A sa mort en 1650, sa seule héritière est sa sœur Nicole qui s’empresse de vendre toutes les possessions fraternelles. C’est alors que démarre une grande partie de Monopoly où il n’y aurait qu’une unique case « propriété à Suresnes » : pas moins de 126 propriétaires se succèdent entre 1650 et 1874 au gré des 45 ventes successives. Dans les premiers temps, les acquéreurs appartiennent à la maison du Roi, citons le chef de la Fruiterie de Louis XIV, un commissaire ordinaire aux guerres, un procureur du Châtelet…
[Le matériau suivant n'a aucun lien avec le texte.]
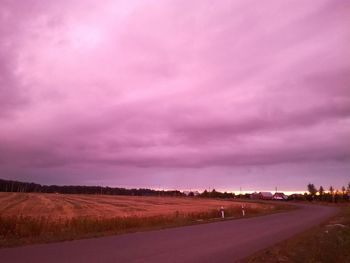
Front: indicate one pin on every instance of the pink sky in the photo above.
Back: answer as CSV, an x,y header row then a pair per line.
x,y
175,94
Un pavillon recouvert d’un toit d’ardoises

Selon la description des divers actes notariés, la propriété consiste en un pavillon recouvert d’un toit d’ardoises, une cour, des bâtiments annexes, des vignes et terres. Mais l’Histoire est en marche, les classes sociales évoluent, les propriétaires aussi.
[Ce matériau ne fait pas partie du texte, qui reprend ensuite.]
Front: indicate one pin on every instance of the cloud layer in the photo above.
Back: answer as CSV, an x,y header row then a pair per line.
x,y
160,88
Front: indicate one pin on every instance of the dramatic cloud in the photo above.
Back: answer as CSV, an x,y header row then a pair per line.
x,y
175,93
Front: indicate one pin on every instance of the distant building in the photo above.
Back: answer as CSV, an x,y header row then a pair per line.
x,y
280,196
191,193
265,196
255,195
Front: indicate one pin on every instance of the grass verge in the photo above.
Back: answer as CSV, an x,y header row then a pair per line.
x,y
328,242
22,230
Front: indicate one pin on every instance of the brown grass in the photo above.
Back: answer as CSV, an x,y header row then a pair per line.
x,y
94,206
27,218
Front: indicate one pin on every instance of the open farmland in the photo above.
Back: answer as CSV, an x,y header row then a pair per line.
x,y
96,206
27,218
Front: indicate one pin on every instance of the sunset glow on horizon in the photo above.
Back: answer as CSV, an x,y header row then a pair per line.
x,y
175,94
Le grand bourgeois aux portes de la petite noblesse cède la place au commerçant enrichi. Les noms changent aussi : en 1686, sur un contrat la maison de la Saussaye est renommée « propriété de Belair (sic) ». Les divers propriétaires ajoutent des bâtiments, un étage, transforment la voie d’accès en cour d’honneur.
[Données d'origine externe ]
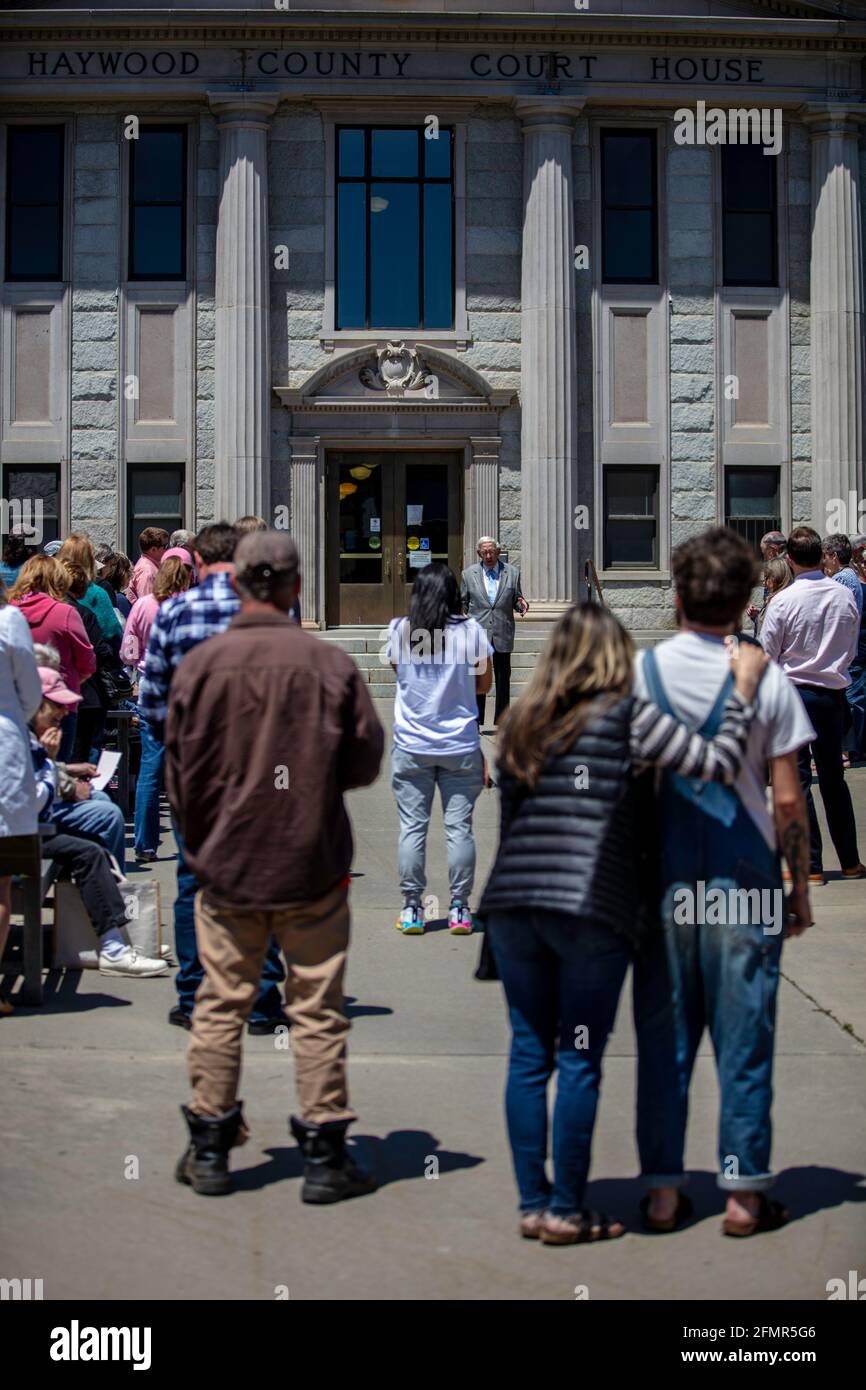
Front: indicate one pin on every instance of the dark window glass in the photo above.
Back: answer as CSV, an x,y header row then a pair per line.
x,y
748,216
631,519
32,492
156,498
157,205
34,202
352,255
438,256
751,502
394,153
395,256
630,214
394,253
L’Histoire reprend son mouvement de balancier et un noble prend la main, le marquis de Jumilhac en 1759. Petit à petit « Bel-Air » s’embellit et prend des allures de petit château avec son pavillon d’été et son perron. Un autre marquis rachète la propriété, puis un comte, et enfin un bourgeois épris d’idées nouvelles, Etienne Clavière.

La Révolution passe par là, le couple propriétaire se suicide en 1793 et l’Etat jacobin récupère ce que l’on nomme déjà le château Bel-Air qui est adjugé à un banquier. La Révolution s’achève, vient le Directoire et ses cinq directeurs.

C’est l’un d’entre eux et pas des moindres, Paul Barras, vicomte devenu révolutionnaire, qui rachète en 1796 les lieux où, selon certaines sources, il aurait reçu Bonaparte.

Ce grand amateur de femmes, y a-t-il emmené Joséphine de Beauharnais, la future impératrice, à Suresnes avant de lui présenter le fringant général ? L’Histoire ne le dit pas et le séjour de Barras fut bref puisqu’il revend le château Bel-Air en 1797 aux frères Chevalier.

Orangerie

En 1803, c’est la princesse de Vaudemont qui rachète et se met aussitôt à l’ouvrage : elle fait construire l’orangerie, une serre, la maison du gardien et réaménage le parc « à l’Anglaise ». En 1834, le banquier Welles se porte acquéreur et rebâtit une dépendance, « la maison du potager ».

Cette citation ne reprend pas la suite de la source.